Joe Thornton – Leading the NHL with 39 points. In.
Patrick Marleau – 33 points and part of the best line in hockey.
Dany Heatley – 32 points and rounding out the best line in hockey with Thornton and Marleau. I vote this be the starting line for the Western Conference. They’ll need something special after another underwhelming playoffs this spring.
Anze Kopitar – 33 points and he was on a streak that had people wondering when he’d stop. Unfortunately, that came with the injury to linemate Ryan Smyth. He’s still a contender and will continue to put points up for LA.
Corey Perry – 19-game point streak. Asked among him, Getzlaf, and Bobby Ryan having that kind of production consistency, I would have said the one of them who is balding.
Jarome Iginla – What can you say. Probably the best all-around player in the NHL for a decade, Iginla combines the best things about most captains: leadership, talent, and physicality.
Ryan Getzlaf – He’s got 30 points, 12 of them on the power play. Plus, he centers what might be the second-best line in the West.
Rick Nash – Nash produces, and he’s got 28 on the year to keep himself going.
Brad Richards – Only seven goals for the ’04 Conn Smythe winner, but he’s got 32 points total, half of which he’s earned with the man advantage.
Henrik Sedin – Daniel went down early in the season with an injury, but Henrik kept rolling and has 30 points on the season.
Henrik Zetterberg – 27 points for Hank, 10 on the PP. The best in Detroit after Datsyuk’s slow start.
Patrick Kane – 26 points and he hasn’t beaten up any cabbies!
Last year’s leftovers haven’t fared too well. Dustin Brown and Shane Doan have had slow starts, Milan Hejduk is injured, and Mike Modano and Keith Tkachuk have been playing but are probably too old at this point to continue being All-Stars.
Chris Pronger – Weird seeing his name in the East, but Pronger’s elbows are the frontrunners for the Norris this year.
Tomas Kaberle – It’s crazy that Kaberle plays in Toronto and doesn’t get more attention. He’s got 26 points, 17 on the PP!
Mike Green – Not as many goals as he had last year, but he’s got 25 points and is +7.
Mark Streit – 15 points and one of the best defensemen in the league.
Zach Bogosian – eight goals, most for a defenseman. This kid is going to be something, mark it down.
Sergei Gonchar – 13 points but missed time with a broken wrist.

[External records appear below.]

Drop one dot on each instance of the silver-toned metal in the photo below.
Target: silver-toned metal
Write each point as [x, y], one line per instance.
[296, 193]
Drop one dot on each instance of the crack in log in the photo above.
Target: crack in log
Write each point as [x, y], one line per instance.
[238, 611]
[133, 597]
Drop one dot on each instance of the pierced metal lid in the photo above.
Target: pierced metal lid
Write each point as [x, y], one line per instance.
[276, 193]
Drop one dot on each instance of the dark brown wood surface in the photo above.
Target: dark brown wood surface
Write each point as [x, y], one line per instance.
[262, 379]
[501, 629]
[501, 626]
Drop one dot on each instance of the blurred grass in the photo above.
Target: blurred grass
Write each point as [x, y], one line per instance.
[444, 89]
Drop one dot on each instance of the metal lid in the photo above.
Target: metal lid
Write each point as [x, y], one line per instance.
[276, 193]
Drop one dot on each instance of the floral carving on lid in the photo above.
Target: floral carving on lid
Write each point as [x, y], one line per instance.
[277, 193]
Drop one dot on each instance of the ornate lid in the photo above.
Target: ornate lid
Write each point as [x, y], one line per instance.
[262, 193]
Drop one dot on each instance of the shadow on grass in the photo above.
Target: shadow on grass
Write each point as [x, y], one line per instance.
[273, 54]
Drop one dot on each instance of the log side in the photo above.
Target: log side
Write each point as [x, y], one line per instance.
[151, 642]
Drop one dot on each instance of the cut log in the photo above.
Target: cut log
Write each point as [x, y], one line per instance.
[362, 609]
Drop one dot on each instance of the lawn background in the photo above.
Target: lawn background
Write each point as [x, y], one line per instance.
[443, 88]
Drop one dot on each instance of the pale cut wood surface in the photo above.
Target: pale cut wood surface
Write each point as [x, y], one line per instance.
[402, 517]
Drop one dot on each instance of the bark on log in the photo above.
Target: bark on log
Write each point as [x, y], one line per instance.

Where’s Chara and Markov? Chara’s got one, I repeat, one goal, and Markov won’t be back from the IR until the Olympics if he’s lucky. Oh, and Mike Komisarek was flukier than Price, both being voted in by the Montreal fan base (which boos Komisarek now that he’s a Leaf).
Lubomir Visnovsky – 18 points, +6, and 10 PPP.
Scott Niedermayer – 17 points, and one of the best playoff beards in hockey (not that it matters).
Christian Ehrhoff – 17 points, 13 PPP, and +11.
Dan Boyle – He’s a beast on a beast of a team. 24 points with 13 on the PP.
Duncan Keith – Maybe the smoothest-skating defenseman in the league, he’s got 23 points and the defensive prowess to make him a complete package. And he’ll be older than Gordie Howe when his new contract expires.
Jay Bouwmeester – Not too many points (13), but seven came on the powerplay and he’s +12.
Matt Carle, Dion Phaneuf, Brent Seabrook, or Brian Campbell could be on here, but I wanted to keep it as close to one player per team as possible. Where’s Nick Lidstrom? He’s only got eight points and it doesn’t look like he’s catching fire anytime soon. Plus, even if some of the guys I picked wouldn’t actually be on the All-Star Team, it’s good that they get exposure.
There’s your 2010 NHL All Star Teams. Debate and argue at will.